Fin avantage fiscal gazoil poids lourds

La fin de l’avantage fiscal pour le gazole routier ?

Samedi 10 avril dernier, les députés ont voté à une grande majorité la suppression à l’horizon 2030 d’un avantage fiscal dont bénéficie le gazole routier : la taxe intérieure de consommation sur les produits énergétiques (TICPE).

 

En adoptant largement cette mesure, qui s’inscrit dans le projet de loi climat, les députés souhaitent donner un coup de boost au renouvellement de la flotte des poids lourds au gazole au profit de l’hydrogène, du biogaz et du biodiesel. Objectif final : la fin des poids lourds à énergie fossile à l’horizon 2040. Mais ces changements ne se feront pas sans conséquences d’après les députés de droite.

 

Projet de loi Climat et Résilience : les avis divergent

Le moins que l’on puisse dire est que la loi Climat et Résilience crée débat.

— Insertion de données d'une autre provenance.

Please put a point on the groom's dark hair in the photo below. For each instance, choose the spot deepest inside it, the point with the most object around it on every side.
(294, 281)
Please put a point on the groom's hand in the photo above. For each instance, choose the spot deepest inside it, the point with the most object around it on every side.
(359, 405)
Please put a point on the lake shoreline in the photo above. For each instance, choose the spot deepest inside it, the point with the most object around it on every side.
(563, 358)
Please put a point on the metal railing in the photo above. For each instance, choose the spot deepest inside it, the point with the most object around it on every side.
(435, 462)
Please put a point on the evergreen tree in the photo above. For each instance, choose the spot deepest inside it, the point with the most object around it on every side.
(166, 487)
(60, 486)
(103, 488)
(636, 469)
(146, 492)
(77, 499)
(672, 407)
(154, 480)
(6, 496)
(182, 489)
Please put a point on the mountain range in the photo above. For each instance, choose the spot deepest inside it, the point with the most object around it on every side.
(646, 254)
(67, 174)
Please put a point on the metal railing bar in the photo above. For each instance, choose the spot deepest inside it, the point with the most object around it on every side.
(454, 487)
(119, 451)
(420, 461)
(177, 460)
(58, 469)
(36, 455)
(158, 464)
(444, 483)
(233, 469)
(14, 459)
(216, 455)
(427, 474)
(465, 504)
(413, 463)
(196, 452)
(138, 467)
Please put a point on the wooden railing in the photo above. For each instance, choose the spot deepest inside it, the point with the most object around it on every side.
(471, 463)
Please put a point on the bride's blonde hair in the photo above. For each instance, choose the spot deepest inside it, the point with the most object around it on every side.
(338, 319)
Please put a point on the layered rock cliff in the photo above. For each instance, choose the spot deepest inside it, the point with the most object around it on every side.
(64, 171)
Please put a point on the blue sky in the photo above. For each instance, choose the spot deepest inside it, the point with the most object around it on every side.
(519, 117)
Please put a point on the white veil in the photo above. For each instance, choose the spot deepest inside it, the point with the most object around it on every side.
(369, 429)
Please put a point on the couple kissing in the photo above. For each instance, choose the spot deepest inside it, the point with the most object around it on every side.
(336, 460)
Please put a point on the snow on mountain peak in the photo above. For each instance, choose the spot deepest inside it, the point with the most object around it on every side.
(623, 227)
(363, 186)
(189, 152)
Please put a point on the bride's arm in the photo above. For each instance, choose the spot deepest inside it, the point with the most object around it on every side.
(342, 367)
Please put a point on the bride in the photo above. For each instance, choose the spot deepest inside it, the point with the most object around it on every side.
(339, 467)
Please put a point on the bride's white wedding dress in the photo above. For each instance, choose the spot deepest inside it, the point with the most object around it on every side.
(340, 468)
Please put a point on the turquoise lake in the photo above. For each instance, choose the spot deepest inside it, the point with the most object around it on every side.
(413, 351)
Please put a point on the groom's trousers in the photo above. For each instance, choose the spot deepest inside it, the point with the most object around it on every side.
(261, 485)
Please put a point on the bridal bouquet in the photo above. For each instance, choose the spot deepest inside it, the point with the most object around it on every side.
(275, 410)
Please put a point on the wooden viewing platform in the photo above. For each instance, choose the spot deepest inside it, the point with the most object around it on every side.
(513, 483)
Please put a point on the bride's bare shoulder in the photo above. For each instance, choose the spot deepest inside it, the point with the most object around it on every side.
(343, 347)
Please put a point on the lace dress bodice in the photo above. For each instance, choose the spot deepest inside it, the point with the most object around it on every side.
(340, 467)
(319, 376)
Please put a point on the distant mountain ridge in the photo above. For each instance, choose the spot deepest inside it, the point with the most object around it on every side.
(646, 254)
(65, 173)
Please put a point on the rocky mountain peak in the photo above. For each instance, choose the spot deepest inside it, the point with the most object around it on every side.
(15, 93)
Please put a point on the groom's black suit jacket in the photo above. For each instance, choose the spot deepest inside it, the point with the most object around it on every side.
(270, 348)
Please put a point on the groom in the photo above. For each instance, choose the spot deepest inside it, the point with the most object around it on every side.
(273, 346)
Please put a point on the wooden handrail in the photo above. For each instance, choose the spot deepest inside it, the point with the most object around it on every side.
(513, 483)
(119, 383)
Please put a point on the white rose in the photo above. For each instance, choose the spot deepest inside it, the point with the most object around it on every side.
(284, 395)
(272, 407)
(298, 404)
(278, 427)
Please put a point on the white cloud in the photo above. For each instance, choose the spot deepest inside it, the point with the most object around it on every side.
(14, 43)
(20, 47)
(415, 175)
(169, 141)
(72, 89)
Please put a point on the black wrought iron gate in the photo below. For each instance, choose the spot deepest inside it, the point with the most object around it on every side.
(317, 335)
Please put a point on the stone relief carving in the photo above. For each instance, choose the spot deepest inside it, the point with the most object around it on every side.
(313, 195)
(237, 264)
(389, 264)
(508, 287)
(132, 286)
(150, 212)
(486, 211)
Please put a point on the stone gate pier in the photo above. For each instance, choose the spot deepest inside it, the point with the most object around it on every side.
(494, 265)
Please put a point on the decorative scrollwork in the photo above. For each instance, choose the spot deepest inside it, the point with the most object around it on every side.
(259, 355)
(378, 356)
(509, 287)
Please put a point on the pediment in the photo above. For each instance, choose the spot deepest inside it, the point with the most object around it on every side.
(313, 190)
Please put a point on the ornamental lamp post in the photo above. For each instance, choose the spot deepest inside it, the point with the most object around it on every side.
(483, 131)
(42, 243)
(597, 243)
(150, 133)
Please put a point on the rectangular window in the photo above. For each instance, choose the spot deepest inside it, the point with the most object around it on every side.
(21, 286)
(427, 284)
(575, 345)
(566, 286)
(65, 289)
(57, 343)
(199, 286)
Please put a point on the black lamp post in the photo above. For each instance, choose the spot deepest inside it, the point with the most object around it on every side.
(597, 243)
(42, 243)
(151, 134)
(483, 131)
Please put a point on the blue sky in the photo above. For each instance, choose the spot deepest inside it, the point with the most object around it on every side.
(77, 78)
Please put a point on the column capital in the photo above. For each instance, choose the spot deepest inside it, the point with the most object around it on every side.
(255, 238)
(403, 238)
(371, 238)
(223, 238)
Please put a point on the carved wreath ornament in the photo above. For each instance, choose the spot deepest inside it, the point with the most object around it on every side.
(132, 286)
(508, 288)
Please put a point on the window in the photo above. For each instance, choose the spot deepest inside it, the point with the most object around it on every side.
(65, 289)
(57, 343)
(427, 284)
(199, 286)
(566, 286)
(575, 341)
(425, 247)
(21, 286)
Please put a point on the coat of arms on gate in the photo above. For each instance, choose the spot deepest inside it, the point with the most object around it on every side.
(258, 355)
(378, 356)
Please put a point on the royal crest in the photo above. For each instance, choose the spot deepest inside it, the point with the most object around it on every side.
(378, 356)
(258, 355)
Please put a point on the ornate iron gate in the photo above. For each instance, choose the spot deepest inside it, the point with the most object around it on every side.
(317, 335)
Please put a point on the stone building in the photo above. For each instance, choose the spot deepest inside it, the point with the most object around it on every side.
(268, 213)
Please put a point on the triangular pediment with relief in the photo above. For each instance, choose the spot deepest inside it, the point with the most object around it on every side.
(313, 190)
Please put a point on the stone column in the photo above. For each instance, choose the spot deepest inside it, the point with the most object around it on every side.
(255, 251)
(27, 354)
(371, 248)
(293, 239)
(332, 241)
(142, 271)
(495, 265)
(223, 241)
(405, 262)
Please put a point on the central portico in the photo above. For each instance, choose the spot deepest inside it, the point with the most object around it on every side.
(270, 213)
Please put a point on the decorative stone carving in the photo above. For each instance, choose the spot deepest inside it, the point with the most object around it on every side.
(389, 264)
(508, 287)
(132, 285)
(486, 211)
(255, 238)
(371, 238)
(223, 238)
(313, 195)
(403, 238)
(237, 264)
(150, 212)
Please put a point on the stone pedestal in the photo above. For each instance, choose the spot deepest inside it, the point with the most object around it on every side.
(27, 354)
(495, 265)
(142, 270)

Cette dernière inclut notamment la potentielle mise en place d’une écotaxe dans les régions volontaires, comme l’Alsace, et la suppression progressive d’un avantage fiscal sur la taxation du gazole pour les professionnels à l’horizon 2030, visant à interdire la commercialisation des poids lourds utilisant des énergies fossiles (diesel ou essence) en 2040. Pour rassurer les députés, le corapporteur du texte à l’Assemblée Nationale, Jean-Marc Zulesi, avait précisé qu’ils n’étaient pas là pour “recycler l’écotaxe » de 2013, qui « était imposée par Paris dans l’ensemble des régions ». Une mesure qui avait d’ailleurs été abandonnée en 2014 suite au mouvement des bonnets rouges. La présidente de l’Ile-de-France, Valérie Pécresse, est, quant à elle, « favorable à l’écotaxe, mais uniquement pour les poids lourds en transit, ceux qui nous polluent et ne nous apportent aucune valeur ajoutée ».

 

Le 26 mars dernier, deux cent vingt-huit personnalités politiques, principalement des députés et des sénateurs, ont publié sur le site de France Info une tribune pour réclamer une vraie loi pour le climat. Parmi les signataires de cette tribune, on retrouve : Clémentine Autain, députée de Seine-Saint-Denis, Julien Bayou, secrétaire national EELV, Grégory Doucet, maire de Lyon, Benoît Hamon, conseiller régional d’Île-de-France, Anne Hidalgo, maire de Paris, Yannick Jadot, député européen, ou encore Noël Mamère, ancien député de Gironde. Ils s’insurgent d’un “projet de loi amoindri ne permettant pas d’atteindre les objectifs fixés par la stratégie nationale bas carbone”. Du côté de la République en Marche, les députés se montrent plus timides sur le sujet et ont tendance à se ranger derrière l’Europe en attendant les directives qui seront données lors de la présidence française du Conseil de l’Union européenne au premier semestre 2022. Le 4 mai dernier, après 110 heures de débats, l’Assemblée nationale a finalement adopté le projet de loi Climat et résilience en première lecture. Ce dernier est attendu au Sénat au plus tard en septembre.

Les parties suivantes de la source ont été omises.